Gesundheitsgesetz als entscheidende Vorlage
Ehrengast des Abends war Regierungsrat Bruno Damann. Ihm sowie den beiden parteieigenen Kantonsräten Barbara Dürr und Friedrich von Toggenburg fühlte Luca Frei in einem Talk auf den Zahn. Im Zentrum des Gesprächs zwischen Bruno Damann und Friedrich von Toggenburg stand das Gesundheitsgesetz. Bruno Damann bezog dabei auch Stellung zur aktuellen Impfkontroverse. Dies sei eine Regelung aus einem Bundesgesetz, St.Gallen sei bei weitem nicht der erste Kanton, der eine solche Regelung einführe, der Thurgau oder Appenzell-Ausserroden kenne diese schon lange. Dort sei der Artikel noch nie angewendet worden, er glaube auch nicht, dass dieser je in St.Gallen angewendet werden würde. Das Gesetz befinde sich jetzt im Vernehmlassungsverfahren die Regierung werde die Vernehmlassungsantworten auswerten und dann dem Kantonsrat einen definitiven Gesetzesentwurf vorlegen. Wichtig ist Bruno Damann, dass der Impfartikel nur ein sehr kleiner Teil des Gesundheitsgesetzes ist. Diesen könne man notfalls auch separat zur Abstimmung bringen. Insgesamt erachtet er das Gesundheitsgesetz aber als nötig. Das aktuelle Gesetz ist über 45 Jahre alt. Dank dem neuen Gesundheitsgesetz sollen die Prävention gefördert, die Langzeitpflege gestärkt und die Gesundheitsversorgung insgesamt verbessert werden. Auch Friedrich von Toggenburg betont, dass das Gesetz für ihn als Arzt Verbesserungen bringe, die letztlich auch den Patienten dienten. Neu wird zum Beispiel ausdrücklich festgehalten, dass Patienten das Recht auf die Herausgabe ihrer Akten haben. Zudem werden grosse Schritte in Richtung Digitalisierung gemacht, was die Ärzte und das Gesundheitspersonal von Bürokratie entlastet, damit sie sich stärker auf ihre eigentliche Arbeit – die Behandlung der Patienten konzentrieren können.
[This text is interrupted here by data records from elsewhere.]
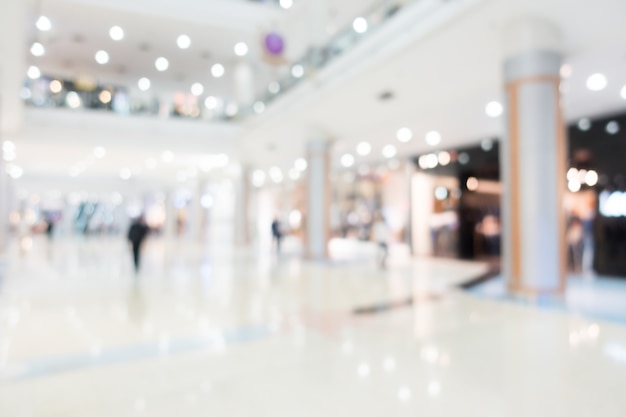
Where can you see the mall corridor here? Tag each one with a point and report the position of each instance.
(312, 208)
(227, 333)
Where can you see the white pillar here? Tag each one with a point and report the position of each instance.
(318, 200)
(533, 161)
(244, 83)
(13, 49)
(4, 208)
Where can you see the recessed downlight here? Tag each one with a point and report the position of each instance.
(143, 84)
(217, 70)
(404, 134)
(359, 25)
(161, 64)
(37, 49)
(102, 57)
(241, 49)
(597, 82)
(183, 41)
(33, 72)
(494, 109)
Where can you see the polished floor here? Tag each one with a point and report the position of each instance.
(222, 332)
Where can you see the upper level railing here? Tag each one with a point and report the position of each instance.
(46, 91)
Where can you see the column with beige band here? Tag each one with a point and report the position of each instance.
(533, 161)
(318, 199)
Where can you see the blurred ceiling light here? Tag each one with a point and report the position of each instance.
(167, 156)
(33, 72)
(494, 109)
(105, 96)
(73, 100)
(274, 87)
(217, 70)
(472, 183)
(404, 134)
(389, 151)
(347, 160)
(43, 24)
(364, 148)
(116, 33)
(433, 138)
(584, 124)
(572, 174)
(183, 41)
(444, 158)
(197, 89)
(566, 71)
(161, 64)
(297, 71)
(597, 82)
(125, 173)
(259, 107)
(241, 49)
(99, 152)
(37, 49)
(207, 201)
(612, 127)
(359, 25)
(300, 164)
(102, 57)
(143, 84)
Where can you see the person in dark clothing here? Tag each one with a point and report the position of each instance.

Rückblick auf Präsidialjahre
In einer zweiten Talkrunde blickten Bruno Damman und Barbara Dürr auf ihre jeweiligen Präsidialjahre zurück. Bis im Juni 2025 hatte Barbara Dürr den Kantonsrat präsidiert. Als «höchste St.Gallerin» vertrat sie den Kanton bei zahlreichen Anlässen. Sie traf Bundesräte, Sportler und Persönlichkeiten aus Wirtschaft und Gesellschaft. Besonderen Eindruck machte auf sie eine Begegnung mit dem Langstreckenläufer Dominic Lokinyomo Lobalu. Einen kleinen Schreckensmoment erlebte sie, als sie auf dem Weg zur Eröffnung der Kantonsratssession war und der Zug auf dem Weg nach St.Gallen ausfiel. Sie strandete in Rorschach, wo es kein Weiterkommen gab. Sie begann, ihre Kollegen und Bekannten, die in der Nähe wohnten, abzutelefonieren und konnte schliesslich Kantonsrat Dominik Gemperli organisieren, der sie nach St.Gallen mitnahm. Bruno Dammanns Präsidialjahr 2020/2021 war geprägt von Corona. Als Regierungspräsident und Gesundheitsdirektor war er das Gesicht der St.Galler Coronapolitik und stand im Fokus. Eine Zeit, die Bruno Damann als sehr intensiv und fordernd erlebte. Zu vielen Begegnungen mit der Bevölkerung kam es coronabedingt nicht, in Erinnerung geblieben ist Bruno Damann aus dieser Zeit jedoch ein Treffen mit den Bundesräten Guy Parmelin und Alain Berset in St.Gallen. Bei diesem Treffen zeigten sich, welch für unterschiedliche Persönlichkeiten die beiden sind; Parmelin trat bescheiden auf, begleitet nur von ein paar Mitarbeitenden, während Berset mit einer grossen Entourage angereist war.
Essen und Musik
Nach den Talkrunden gab es für die Teilnehmenden ein reichhaltiges Abendessen und ein feines Dessert. Musikalisch umrahmt wurde der Abend durch den Gospelchor «Gofra» unter der Leitung von Hans Köppel.